Tourisme : les guides néo-aquitains frappés de plein fouet par la crise

L'Association des guides de Nouvelle-Aquitaine ne cache pas son inquiétude quant à l'impact destructeur du confinement sur son secteur d'activité. Déjà fragilisés avant le coronavirus, les guides professionnels, majoritairement des indépendants, sont à l'arrêt complet au moins jusqu'à juillet. Près de la moitié songeraient à arrêter provisoirement ou définitivement le métier.
Le Bassin d'Arcachon comme le centre-ville Unesco de Bordeaux et les châteaux viticoles de Gironde sont déserts depuis la mi-mars.
Le Bassin d'Arcachon comme le centre-ville Unesco de Bordeaux et les châteaux viticoles de Gironde sont déserts depuis la mi-mars. (Crédits : Thibaud Moritz / Agence APPA)

La profession de guide conférencier a senti le vent tourner quelques jours avant le confinement général du 17 mars. A partir de début mars, les annulations des déplacements de groupes scolaires se sont multipliées avant que les réservations des croisiéristes ne leurs emboîtent le pas. Avec la fermeture des frontières aux Etats-Unis puis le confinement en France et en Europe, c'est toute la saison touristique 2020 qui s'est soudainement évaporé. Bassin d'Arcachon, châteaux viticoles et périmètre Unesco du centre-ville de Bordeaux : ces trois destinations prisées des touristes étrangers de passage en Gironde sont aujourd'hui fermées jusqu'à nouvel ordre.

"La situation est simple : nous n'avons plus de visites prévues jusqu'à début juillet alors que traditionnellement la saison débute en mars et les mois d'avril, mai et juin sont une période de grosse activité", résume Chloé Cazaux Grandpierre, vice-présidente de l'Association des guides de Nouvelle-Aquitaine (ex-Agica), qui fédère 140 professionnels de Nouvelle-Aquitaine. "Les croisiéristes et les paquebots ne reviendront pas à Bordeaux avant septembre 2020 au plus tôt et le printemps 2021 plus probablement", complète cette entrepreneure spécialisée dans l'oenotourisme avec une clientèle quasi-exclusivement américaine. L'an dernier, 53 paquebots ont jeté l'ancre dans le port de Lune déversant 42.000 touristes étrangers dans les rues de la ville et aux alentours. "Il reste maintenant à savoir si on pourra sauver octobre qui est un mois important pour l'oenotourisme avec les vendanges", espère-t-elle.

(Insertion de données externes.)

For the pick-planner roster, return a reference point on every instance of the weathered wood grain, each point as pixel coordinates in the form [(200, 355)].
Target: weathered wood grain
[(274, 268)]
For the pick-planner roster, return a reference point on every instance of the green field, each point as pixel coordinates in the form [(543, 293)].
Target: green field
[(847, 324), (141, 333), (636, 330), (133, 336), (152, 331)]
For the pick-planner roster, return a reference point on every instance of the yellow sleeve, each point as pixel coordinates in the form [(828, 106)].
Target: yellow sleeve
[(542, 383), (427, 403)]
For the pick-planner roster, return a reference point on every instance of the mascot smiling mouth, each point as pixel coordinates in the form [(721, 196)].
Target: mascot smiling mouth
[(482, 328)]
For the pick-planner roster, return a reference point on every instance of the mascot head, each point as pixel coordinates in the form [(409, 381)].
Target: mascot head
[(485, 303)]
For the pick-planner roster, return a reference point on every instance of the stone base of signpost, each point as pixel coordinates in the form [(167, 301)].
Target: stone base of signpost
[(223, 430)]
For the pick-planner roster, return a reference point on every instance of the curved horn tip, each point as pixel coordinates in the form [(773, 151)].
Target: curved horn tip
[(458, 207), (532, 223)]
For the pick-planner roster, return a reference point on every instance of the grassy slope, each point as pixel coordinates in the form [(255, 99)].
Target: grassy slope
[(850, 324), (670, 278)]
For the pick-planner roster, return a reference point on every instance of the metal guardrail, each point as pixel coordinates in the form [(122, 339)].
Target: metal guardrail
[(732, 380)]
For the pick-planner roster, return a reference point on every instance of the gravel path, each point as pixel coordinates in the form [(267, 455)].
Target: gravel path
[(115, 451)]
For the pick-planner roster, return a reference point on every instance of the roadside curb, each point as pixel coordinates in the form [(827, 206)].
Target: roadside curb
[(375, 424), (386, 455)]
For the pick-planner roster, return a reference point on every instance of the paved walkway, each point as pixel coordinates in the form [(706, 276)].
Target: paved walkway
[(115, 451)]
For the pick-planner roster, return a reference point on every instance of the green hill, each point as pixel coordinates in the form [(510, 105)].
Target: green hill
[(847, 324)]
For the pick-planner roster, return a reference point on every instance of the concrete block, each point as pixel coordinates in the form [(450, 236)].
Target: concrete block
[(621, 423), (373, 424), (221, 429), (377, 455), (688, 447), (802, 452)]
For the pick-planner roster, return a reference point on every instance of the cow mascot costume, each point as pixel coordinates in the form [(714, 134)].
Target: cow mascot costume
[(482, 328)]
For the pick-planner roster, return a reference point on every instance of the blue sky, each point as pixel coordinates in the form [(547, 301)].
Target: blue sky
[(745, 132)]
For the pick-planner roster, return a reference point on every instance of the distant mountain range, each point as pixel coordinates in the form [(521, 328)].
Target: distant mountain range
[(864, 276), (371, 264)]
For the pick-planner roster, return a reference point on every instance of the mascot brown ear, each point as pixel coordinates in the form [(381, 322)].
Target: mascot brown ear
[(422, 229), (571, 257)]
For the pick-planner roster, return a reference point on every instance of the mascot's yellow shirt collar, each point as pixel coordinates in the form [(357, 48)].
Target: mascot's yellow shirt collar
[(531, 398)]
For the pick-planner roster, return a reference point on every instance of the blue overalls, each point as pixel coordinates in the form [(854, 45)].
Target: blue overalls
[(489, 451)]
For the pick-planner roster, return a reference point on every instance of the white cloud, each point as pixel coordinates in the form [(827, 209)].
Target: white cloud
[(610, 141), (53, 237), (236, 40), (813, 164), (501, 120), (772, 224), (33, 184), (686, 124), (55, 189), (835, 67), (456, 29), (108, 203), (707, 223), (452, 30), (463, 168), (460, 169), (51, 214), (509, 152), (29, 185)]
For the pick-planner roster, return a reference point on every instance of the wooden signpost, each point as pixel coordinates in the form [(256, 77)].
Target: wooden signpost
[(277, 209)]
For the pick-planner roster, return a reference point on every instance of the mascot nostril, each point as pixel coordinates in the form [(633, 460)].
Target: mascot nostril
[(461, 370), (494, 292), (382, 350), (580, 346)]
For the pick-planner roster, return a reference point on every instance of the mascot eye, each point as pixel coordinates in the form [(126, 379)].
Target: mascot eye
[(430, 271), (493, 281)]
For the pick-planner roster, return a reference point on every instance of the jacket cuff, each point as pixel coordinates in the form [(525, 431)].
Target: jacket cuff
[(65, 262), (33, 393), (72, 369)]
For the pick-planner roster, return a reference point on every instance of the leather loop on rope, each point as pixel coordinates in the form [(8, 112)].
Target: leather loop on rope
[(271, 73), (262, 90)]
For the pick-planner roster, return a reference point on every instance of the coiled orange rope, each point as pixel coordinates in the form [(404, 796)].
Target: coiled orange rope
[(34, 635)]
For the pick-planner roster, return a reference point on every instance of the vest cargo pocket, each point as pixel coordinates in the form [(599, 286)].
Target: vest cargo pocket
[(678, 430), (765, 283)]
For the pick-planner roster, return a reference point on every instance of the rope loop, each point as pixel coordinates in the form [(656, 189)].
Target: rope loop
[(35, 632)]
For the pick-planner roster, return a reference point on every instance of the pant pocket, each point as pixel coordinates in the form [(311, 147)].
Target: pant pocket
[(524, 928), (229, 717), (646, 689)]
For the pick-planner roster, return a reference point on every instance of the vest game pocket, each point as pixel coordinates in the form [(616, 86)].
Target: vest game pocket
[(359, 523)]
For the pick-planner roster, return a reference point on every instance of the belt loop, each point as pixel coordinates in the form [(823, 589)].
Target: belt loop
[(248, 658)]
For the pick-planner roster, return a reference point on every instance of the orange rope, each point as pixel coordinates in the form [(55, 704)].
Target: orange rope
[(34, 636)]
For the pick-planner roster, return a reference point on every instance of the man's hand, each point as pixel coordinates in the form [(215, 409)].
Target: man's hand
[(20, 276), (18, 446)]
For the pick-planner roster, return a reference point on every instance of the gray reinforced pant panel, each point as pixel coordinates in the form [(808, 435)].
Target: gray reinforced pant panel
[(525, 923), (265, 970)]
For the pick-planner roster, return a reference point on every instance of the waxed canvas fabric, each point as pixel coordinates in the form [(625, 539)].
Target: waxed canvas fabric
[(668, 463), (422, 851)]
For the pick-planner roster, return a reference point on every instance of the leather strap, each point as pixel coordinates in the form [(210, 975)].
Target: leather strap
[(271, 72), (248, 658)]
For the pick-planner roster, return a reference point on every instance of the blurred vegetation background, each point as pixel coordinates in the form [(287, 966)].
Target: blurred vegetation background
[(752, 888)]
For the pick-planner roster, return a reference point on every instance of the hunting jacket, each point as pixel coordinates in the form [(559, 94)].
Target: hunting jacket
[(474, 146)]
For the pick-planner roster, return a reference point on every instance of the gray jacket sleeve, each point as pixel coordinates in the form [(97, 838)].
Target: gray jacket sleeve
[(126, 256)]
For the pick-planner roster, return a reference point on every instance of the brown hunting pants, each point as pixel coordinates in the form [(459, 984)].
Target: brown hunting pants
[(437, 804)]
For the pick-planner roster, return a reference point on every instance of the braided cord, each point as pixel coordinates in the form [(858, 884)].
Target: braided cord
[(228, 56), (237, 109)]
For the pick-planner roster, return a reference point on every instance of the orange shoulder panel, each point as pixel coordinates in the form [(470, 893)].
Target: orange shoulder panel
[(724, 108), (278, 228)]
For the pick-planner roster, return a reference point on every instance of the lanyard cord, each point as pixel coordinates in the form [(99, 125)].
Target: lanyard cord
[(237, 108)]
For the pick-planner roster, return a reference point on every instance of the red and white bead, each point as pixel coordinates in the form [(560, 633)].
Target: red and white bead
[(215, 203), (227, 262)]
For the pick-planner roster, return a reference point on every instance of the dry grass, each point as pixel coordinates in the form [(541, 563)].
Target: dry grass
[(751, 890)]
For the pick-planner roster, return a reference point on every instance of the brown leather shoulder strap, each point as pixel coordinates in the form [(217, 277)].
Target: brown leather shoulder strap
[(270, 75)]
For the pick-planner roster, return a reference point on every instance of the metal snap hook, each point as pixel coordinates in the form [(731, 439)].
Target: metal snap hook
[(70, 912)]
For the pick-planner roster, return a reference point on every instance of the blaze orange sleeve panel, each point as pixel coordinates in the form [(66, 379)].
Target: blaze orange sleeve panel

Près d'un guide sur deux songe à arrêter

Comme Chloé Cazaux Grandpierre, les guides touristiques professionnels sont à 80 % des femmes en indépendant ou micro-entreprise, la plupart sans salariés. "La moitié des membres micro-entrepreneurs que nous avons interrogés ont sollicité des aides du fonds de solidarité mais le plus inquiétant est que près de la moitié de nos adhérents pensent à arrêter le métier, soit provisoirement, soit définitivement", alerte la vice-présidente. Dans le détail, les chiffres expriment clairement les doutes qui traversent la profession : sur la soixantaine de guides professionnels interrogés par l'Agica en avril 2020, 27 % indiquent réfléchir à quitter leur métier de guide à la suite du Covid-19 sans pour autant avoir pris de décision tandis que 20 % envisagent d'arrêter provisoirement ce métier qui est dans 90 % des cas leur activité professionnelle principale.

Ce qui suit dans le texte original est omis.